Figure 3. IWR1 and IWP2 downregulate osteogenic gene expression and mineralization preferentially on stiffer MC-GAG materials.
QPCR of primary hMSCs cultured on NX-MC or MC for 7 days without (control) or with 50 μM IWR1 or IWP2 for (A) ALP, (B) COL1A1, (C) BSP2, and (D) RUNX2 (n=3). (E) Representative microCT images and (F) quantitative analysis NX-MC and MC cultured cell-free (Empty), with untreated hMSCs (Control), hMSCs treated with 50 μM IWR1 (IWR1) or 50 μM IWP2 (IWP2) for 8 weeks (n=4). Bars represent means, errors bars represent SE. Significant posthoc comparisons following ANOVA indicated with p values.
To understand if the differences in osteogenic gene expression were manifested in mineralization, hMSCs were cultured on NX-MC and MC in the absence and presence of IWR1 and IWP2 for 8 weeks and analyzed with microcomputed tomography (Figure 3E–F). Of note, the softer NX-MC scaffolds demonstrated significantly increased contraction, resulting in a smaller, denser material. Additional hMSC-mediated mineralization on NX-MC was relatively minimal compared to empty materials although the difference between pre-existing mineral on the scaffold versus cell-mediated deposition of mineral cannot be distinguished on microCT. Treatment with either IWR1 or IWP2 had no statistically significant effects on mineralization on NX-MC compared to untreated controls. In contrast, empty MC scaffolds were less dense compared to NX-MC and contraction during hMSC differentiation was relatively low. While a significant increase in mineralization occurred in stiffer MC scaffolds seeded with untreated hMSCs, treatment with either IWR1 or IWP2 severely reduced mineralization to levels similar to that of empty materials on MC (p<0.01). These data suggest that inhibition of the Wnt signaling pathways reduce osteogenic differentiation and mineralization of hMSCs specifically on stiffer MC-GAG materials.

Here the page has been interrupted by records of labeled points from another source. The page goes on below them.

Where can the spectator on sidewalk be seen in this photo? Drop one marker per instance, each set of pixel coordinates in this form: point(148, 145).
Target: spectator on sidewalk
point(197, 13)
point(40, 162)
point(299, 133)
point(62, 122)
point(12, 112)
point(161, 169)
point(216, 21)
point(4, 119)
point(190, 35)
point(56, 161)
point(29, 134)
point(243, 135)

IWR1 and IWP2 induce a concomitant increase in BMP4 expression and Smad1/5 phosphorylation on stiffer MC-GAG materials
While the Wnt signaling pathways appear to play a role in osteogenic differentiation of stiffer MC materials, an obligate pathway for osteogenic differentiation on MC-GAG materials is the canonical BMPR signaling pathway via Smad1/5 activation [3–5]. Hence, we next asked whether Smad1/5 and other intracellular mediators were differentially affected by Wnt inhibition on the two materials (Figure 4).
Figure 4. IWR1 and IWP2 induce a concomitant increase in BMP4 expression and Smad1/5 phosphorylation on stiffer MC-GAG materials.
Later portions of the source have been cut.